Meski begitu RD dan masyarakat nelayan lain tidak mengetahui persis maksud dan tujuan pemilik modal memagari area pesisir utara Tangerang. Dia mengira pagar bambu cerucuk itu hanya dijadikan sebagai patok penguasaan lahan saja.
“Memang pagarnya tidak dibuat rapat, sehingga nelayan masih bisa melintas. Kayanya buat patok, ciri untuk mereka saja. Pekerjanya dia-dia juga. Ipar dari istri saya juga ikut kerja, istilahnya lumayan juga dia kerja mager. Yang punya motor perahu juga disewain buat bawa material dan pekerjanya memagar,” tandas dia.
Pagar Mulai Terlihat Rapuh
Sementara pantauan di lokasi memperlihatkan, garis pesisir pantai yang dipagari dengan menggunakan struktur bambu dan jaring itu dibangun linear dan terputus-putus. Beberapa nelayan utamanya dengan kapal-kapal jaring kecil memang mesti mencari alur laut yang tidak dipagari ketika ingin keluar mencari ikan atau berlabuh ke tepian pantai.
Beberapa pagar bambu yang terpasang di sepanjang 30,16 KM di perairan utara Tangerang itu terlihat rapuh. Bagian bawah bambu dipenuhi lumut dengan beberapa alas anyaman bambu dan tali jaring yang sudah sobek dan rentan roboh
Kondisi ini sangat kontras dengan pernyataan dari kelompok nelayan jaringan rakyat pantura (JRP) yang mengungkapkan bahwa tanggul laut, yang kini viral dengan sebutan pagar laut, yang terletak di pesisir utara Tangerang, dibangun secara mandiri oleh masyarakat setempat.

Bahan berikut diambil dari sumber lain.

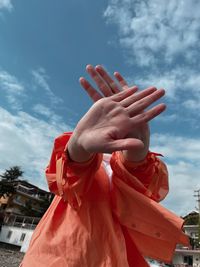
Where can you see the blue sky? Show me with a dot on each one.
(44, 48)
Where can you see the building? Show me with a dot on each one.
(20, 213)
(17, 230)
(28, 200)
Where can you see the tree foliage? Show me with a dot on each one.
(7, 180)
(12, 174)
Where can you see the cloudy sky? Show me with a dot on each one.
(44, 48)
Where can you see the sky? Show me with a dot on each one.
(44, 49)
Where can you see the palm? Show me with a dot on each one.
(108, 87)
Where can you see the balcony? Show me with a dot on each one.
(21, 221)
(29, 192)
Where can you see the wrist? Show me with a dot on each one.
(76, 150)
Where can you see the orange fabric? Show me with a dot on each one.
(92, 223)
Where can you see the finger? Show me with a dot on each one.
(121, 80)
(149, 114)
(136, 97)
(124, 144)
(145, 102)
(94, 94)
(102, 85)
(111, 83)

Mereka menjelaskan bahwa tujuan utama pembangunan tanggul sepanjang 30,16 kilometer ini adalah untuk memecah ombak, mencegah abrasi, serta melakukan mitigasi terhadap ancaman Megathrust dan tsunami.
"Tanggul ini merupakan hasil inisiatif swadaya dari masyarakat setempat," kata Tarsin, perwakilan nelayan, saat berbicara kepada wartawan di Pantai Karang Serang, Sukadiri, Kabupaten Tangerang, pada Jumat (10/1).
“Masa bambu-bambu kecil gitu bisa mecah ombak. Kan bisa dilihat sekarang juga kalau mau dirobohin itu pagar engga susah,” kata RD.